In this manuscript, the authors demonstrated the effect of mixed-tocopherol supplements on bone remodeling in post-15 menopausal osteopenic women. They measured only two bone turnover markers, CTX and P1NP. However, the authors need to confirm other biomarkers to evaluate the effect of vitamin E on bone turnover. 
(R Civitelli, et al. Bone turnover markers: understanding their value in clinical trials and clinical practice. Osteoporos Int. 2009;20(6):843-51.) 

Author Response

June  9^th , 2021

Dear Editors and Team,

            I am very appreciated for your constructive and helpful suggestion for the manuscript submitted to Nutrients entitled “Effect of Vitamin E supplement on Bone Turnover Markers in Postmenopausal Osteopenic Women: A double-blind, randomized, placebo-controlled trial”. I response to your suggestions for the standardized and reason for choosing the CTX and PINP in this study.
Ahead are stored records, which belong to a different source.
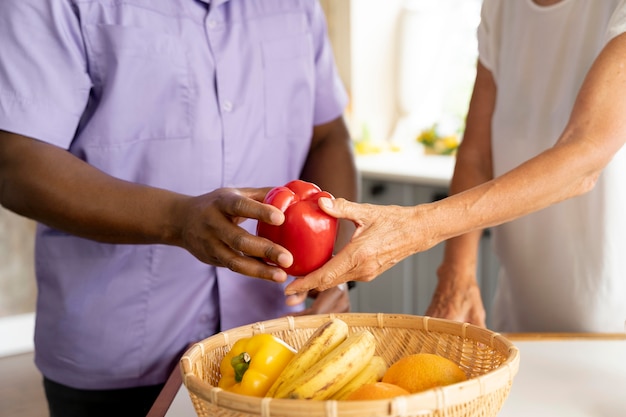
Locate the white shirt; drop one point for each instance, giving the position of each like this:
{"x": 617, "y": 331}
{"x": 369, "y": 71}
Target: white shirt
{"x": 563, "y": 268}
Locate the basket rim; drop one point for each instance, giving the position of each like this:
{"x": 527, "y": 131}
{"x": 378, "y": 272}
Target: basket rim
{"x": 429, "y": 400}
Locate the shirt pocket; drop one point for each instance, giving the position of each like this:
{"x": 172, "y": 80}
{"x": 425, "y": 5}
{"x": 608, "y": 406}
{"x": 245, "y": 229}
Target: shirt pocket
{"x": 141, "y": 85}
{"x": 289, "y": 72}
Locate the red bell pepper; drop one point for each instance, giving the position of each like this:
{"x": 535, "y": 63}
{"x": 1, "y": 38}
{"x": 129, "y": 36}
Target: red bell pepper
{"x": 308, "y": 233}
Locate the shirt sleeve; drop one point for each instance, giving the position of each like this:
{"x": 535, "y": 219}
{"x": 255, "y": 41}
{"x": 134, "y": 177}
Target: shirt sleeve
{"x": 44, "y": 85}
{"x": 331, "y": 97}
{"x": 486, "y": 34}
{"x": 617, "y": 24}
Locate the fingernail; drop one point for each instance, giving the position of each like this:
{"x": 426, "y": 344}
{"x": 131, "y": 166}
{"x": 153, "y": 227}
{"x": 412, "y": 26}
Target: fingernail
{"x": 326, "y": 202}
{"x": 285, "y": 260}
{"x": 276, "y": 218}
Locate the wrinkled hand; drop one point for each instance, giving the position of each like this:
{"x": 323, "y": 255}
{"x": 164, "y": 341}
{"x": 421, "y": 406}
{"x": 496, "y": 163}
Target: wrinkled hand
{"x": 332, "y": 300}
{"x": 211, "y": 232}
{"x": 384, "y": 236}
{"x": 457, "y": 297}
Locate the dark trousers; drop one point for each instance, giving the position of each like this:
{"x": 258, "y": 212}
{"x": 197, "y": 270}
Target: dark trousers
{"x": 64, "y": 401}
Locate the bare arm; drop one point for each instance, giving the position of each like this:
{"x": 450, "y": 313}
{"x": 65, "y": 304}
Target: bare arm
{"x": 50, "y": 185}
{"x": 457, "y": 295}
{"x": 387, "y": 234}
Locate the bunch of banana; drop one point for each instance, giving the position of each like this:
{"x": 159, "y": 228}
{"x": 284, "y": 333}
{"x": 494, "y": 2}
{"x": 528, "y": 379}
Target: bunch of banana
{"x": 373, "y": 372}
{"x": 329, "y": 360}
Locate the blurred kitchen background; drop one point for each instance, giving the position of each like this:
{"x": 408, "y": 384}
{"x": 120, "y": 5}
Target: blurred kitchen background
{"x": 407, "y": 65}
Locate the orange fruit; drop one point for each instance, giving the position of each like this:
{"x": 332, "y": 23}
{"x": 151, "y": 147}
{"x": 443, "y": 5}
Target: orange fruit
{"x": 422, "y": 371}
{"x": 376, "y": 391}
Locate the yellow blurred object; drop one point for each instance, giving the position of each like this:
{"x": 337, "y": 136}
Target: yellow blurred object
{"x": 436, "y": 143}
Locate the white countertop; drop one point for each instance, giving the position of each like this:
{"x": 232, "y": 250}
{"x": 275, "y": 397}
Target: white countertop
{"x": 556, "y": 378}
{"x": 410, "y": 164}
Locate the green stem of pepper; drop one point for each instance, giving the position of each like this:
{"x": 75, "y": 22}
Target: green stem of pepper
{"x": 240, "y": 364}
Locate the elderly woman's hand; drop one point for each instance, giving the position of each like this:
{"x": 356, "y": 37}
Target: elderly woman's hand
{"x": 384, "y": 235}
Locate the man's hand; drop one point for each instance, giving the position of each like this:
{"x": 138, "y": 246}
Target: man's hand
{"x": 211, "y": 232}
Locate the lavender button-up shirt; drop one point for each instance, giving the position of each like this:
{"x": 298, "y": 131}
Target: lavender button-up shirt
{"x": 179, "y": 94}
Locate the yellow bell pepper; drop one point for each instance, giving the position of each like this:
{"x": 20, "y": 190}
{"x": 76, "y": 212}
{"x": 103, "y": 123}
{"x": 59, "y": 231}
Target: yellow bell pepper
{"x": 253, "y": 364}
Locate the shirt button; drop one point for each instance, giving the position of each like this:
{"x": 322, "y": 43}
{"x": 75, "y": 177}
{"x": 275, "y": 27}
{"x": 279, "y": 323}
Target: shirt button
{"x": 227, "y": 106}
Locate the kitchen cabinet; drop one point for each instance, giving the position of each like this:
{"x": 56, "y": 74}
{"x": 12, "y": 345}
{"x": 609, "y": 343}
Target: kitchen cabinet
{"x": 408, "y": 286}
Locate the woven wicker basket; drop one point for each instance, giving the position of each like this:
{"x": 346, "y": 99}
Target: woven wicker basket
{"x": 489, "y": 360}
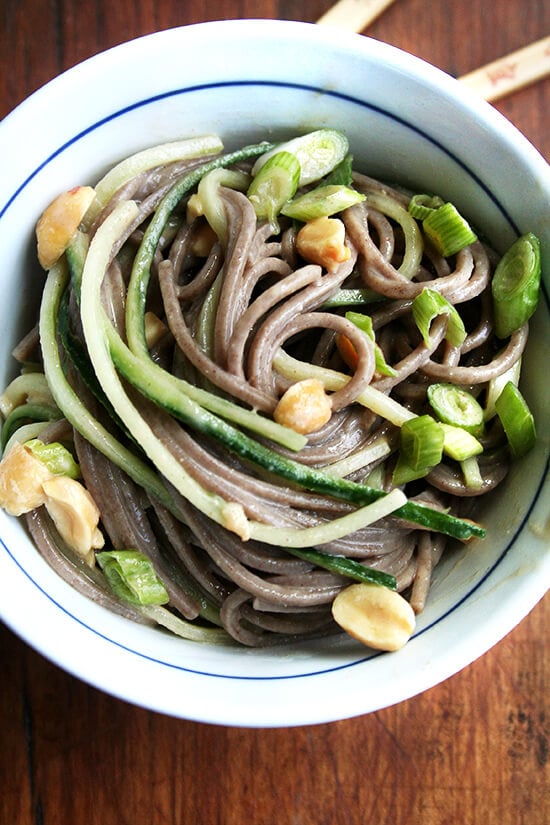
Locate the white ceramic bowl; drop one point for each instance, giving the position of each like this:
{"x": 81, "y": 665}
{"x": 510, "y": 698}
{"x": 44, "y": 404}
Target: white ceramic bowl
{"x": 406, "y": 121}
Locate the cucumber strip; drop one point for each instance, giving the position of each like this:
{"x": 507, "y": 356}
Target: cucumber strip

            The rationale of use BTMs as the reliable outcomes were discussed and described in both material and methods, in part of Data collection and measurements on page 4-5 and discussion part on page 10, line 310-315.

Yours sincerely,

Orawin Vallibhakara, MD.
Corresponding Author,

Head of Menopause Unit, Reproductive Endocrinology and Infertility Unit, Department of Obstetrics and Gynecology, Faculty of Medicine, Ramathibodi Hospital, Mahidol University. Email: [email protected], [email protected]

Phone: +66 86 522 0114

Author Response File: Author Response.docx

Round 2

Reviewer 2 Report

In my opinion, the manuscript has not been strengthened, and not reflect my review comments. This manuscript is not suitable for publication in Nutrients.